Therapy with another person is completely different. It’s almost like having a major ego trip. You have to sit there in front of your partner, boyfriend, girlfriend, husband, or wife and be told you were wrong. In counseling by yourself the counselor is going to say you are wrong, but you are alone. He doesn’t have to hear it. You can go on about your day without your significant other knowing. My personal issue is the rawness of it.
I hate telling people my problems. I just recently got comfortable talking to my personal therapist. Now I have to talk about these horrible embarrassing things that happened in front of our therapist and my partner. You just leave with that feeling you had of when your parents told you were grounded. I am not saying our family therapist chastises us (she is one of the better providers are the Debakey VA). It’s the idea that you are to old for this crap.
Yesterday, my partner called at around 11am and asked, ” We have couples counselling at 1500. Do you want to go?” I groaned,”Not really but I will.”

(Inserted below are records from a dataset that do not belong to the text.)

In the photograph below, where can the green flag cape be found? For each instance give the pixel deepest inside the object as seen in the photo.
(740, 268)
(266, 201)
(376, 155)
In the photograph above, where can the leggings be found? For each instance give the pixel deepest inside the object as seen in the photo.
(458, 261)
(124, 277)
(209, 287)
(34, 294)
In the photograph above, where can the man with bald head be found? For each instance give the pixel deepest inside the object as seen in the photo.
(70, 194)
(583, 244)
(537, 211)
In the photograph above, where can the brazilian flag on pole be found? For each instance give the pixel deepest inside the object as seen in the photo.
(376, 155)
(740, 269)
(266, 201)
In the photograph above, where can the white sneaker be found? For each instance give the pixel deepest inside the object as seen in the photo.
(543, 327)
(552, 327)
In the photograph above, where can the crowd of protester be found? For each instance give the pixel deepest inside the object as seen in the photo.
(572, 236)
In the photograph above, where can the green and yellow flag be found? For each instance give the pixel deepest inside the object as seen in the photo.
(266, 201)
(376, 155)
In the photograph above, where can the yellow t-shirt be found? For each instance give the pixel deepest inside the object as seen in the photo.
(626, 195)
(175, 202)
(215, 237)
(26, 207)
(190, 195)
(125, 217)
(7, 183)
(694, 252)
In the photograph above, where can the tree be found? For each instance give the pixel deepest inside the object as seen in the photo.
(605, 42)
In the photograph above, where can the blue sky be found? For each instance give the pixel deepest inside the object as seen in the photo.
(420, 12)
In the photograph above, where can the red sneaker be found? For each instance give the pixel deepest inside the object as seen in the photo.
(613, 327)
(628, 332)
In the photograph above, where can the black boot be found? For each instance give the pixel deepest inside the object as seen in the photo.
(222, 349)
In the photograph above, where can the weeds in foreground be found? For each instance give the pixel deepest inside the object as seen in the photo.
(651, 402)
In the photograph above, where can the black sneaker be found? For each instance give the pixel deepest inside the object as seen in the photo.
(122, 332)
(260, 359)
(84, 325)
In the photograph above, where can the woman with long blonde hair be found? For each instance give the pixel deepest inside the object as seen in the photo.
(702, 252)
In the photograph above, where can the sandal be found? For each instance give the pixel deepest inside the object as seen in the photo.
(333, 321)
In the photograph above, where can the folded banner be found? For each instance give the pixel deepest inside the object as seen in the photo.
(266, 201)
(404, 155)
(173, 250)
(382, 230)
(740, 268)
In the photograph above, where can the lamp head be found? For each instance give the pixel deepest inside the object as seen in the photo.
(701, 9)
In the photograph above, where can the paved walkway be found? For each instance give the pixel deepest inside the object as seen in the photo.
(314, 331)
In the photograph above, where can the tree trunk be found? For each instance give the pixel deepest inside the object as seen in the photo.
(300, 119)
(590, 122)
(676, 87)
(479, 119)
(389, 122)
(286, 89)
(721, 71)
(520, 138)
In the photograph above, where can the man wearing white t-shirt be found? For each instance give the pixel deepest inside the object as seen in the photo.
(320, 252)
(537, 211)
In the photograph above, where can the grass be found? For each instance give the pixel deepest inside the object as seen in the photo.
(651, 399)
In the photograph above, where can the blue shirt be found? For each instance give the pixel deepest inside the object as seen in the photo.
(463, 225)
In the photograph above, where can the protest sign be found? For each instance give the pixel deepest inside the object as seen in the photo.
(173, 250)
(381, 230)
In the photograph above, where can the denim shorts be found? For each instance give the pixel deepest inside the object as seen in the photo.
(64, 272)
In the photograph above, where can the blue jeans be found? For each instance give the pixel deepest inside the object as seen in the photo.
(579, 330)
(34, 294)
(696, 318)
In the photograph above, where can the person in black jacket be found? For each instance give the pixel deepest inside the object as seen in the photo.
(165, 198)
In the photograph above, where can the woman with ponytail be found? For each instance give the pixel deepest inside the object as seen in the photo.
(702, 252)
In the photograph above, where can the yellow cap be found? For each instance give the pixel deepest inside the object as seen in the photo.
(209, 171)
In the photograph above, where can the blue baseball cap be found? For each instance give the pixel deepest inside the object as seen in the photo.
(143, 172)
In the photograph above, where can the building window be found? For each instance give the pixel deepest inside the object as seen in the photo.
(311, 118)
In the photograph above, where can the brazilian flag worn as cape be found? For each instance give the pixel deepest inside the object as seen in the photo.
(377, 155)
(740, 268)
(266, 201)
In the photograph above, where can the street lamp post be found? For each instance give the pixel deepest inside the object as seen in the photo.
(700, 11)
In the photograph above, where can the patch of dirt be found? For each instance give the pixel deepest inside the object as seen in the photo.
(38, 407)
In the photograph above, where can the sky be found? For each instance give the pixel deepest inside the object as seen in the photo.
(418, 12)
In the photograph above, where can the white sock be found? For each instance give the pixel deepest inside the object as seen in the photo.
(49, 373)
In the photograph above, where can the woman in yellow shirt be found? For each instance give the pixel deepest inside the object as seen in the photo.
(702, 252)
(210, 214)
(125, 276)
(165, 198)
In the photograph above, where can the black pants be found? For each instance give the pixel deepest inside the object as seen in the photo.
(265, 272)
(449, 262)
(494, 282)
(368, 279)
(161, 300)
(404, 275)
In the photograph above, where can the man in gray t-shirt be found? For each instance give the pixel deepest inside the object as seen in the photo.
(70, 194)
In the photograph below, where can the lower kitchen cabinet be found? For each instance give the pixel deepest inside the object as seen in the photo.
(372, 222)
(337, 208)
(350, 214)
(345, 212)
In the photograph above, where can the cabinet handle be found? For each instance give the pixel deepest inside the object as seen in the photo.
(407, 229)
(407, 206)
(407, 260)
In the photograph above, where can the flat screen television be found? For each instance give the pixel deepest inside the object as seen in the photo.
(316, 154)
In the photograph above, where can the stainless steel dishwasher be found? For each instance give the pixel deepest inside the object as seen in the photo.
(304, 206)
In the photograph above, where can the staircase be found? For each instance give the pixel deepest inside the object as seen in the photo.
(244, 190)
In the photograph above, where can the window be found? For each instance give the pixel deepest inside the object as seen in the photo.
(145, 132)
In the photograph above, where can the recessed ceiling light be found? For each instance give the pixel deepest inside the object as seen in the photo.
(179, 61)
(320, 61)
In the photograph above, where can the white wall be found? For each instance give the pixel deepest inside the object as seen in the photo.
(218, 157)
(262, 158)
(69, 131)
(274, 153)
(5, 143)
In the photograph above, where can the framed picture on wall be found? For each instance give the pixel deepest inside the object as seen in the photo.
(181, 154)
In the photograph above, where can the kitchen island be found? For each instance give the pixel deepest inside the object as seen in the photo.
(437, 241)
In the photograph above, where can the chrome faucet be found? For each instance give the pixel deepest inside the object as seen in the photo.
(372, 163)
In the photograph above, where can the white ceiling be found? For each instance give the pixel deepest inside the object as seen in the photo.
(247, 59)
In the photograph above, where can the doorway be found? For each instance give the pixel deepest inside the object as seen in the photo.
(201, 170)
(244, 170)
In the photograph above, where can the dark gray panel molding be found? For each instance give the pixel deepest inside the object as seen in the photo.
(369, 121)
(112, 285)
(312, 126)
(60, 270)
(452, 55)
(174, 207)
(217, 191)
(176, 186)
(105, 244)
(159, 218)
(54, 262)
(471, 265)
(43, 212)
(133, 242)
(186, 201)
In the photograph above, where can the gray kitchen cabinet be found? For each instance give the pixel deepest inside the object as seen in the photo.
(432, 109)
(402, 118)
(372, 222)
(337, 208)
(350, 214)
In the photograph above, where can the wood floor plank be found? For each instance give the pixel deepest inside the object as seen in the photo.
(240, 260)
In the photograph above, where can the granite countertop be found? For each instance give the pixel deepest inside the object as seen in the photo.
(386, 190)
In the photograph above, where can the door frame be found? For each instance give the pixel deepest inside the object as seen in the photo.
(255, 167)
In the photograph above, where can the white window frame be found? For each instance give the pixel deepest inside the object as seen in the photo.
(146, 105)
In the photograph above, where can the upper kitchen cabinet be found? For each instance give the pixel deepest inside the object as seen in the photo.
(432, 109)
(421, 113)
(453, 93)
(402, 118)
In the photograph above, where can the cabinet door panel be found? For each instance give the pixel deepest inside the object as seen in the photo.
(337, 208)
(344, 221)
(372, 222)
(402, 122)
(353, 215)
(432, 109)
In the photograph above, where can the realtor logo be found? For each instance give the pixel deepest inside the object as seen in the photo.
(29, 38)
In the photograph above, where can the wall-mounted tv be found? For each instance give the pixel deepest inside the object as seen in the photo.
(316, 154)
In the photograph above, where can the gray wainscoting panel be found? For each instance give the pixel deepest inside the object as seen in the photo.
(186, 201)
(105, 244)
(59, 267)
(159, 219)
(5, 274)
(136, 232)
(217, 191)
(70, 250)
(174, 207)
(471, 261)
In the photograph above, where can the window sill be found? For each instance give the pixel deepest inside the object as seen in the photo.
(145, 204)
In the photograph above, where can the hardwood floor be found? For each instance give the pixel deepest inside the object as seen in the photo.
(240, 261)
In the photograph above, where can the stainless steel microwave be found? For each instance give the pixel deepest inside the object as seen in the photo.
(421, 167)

I am not quiter. This relationship isn’t easy but is any relationship easy? So there are times I am going to do things I don’t want to. There are times I am going to have to make sacrifices. Like watch tv shows I don’t like. Listen to terrible music. Go to my couples therapy every two weeks.
I was in needed a little encouragement, so I called my mother. I have said previously that I am always second guessing my decisions, and I was doing so right then. My mom is really good at laying all the cards on the table…Like a psychological tarot card reader. So after everything was said, the first idea that popped into my head was, ” I am sure someone made worse mistakes. Then I thought about it. That has nothing to do with me!
We are so pre-disposed, in our society, to compare ourselves to others. For some reason it’s worse with women. Oh and don’t get me started on this better than the next mother. I thought I was passed this. I remember being in one of my mentoring groups (within my churches youth group) and leader cackling like a crazy woman as she talked about how she was grateful to God he was waiting to send her the perfect man because her friends had marital problems. She came off as bitter. I don’t ever want to seem bitter.
Yeah, I had a list of things that I wanted to do by the time I was 30. Just because it isn’t going the way I would like doesn’t mean I have to tear people down in my heads. Insecurity feeds on shared misery. The funny thing is I couldn’t even think of one person I wanted to feel better than. I am glad I took the time to stop myself before searching. So I am taking the challenge to try to break this habit.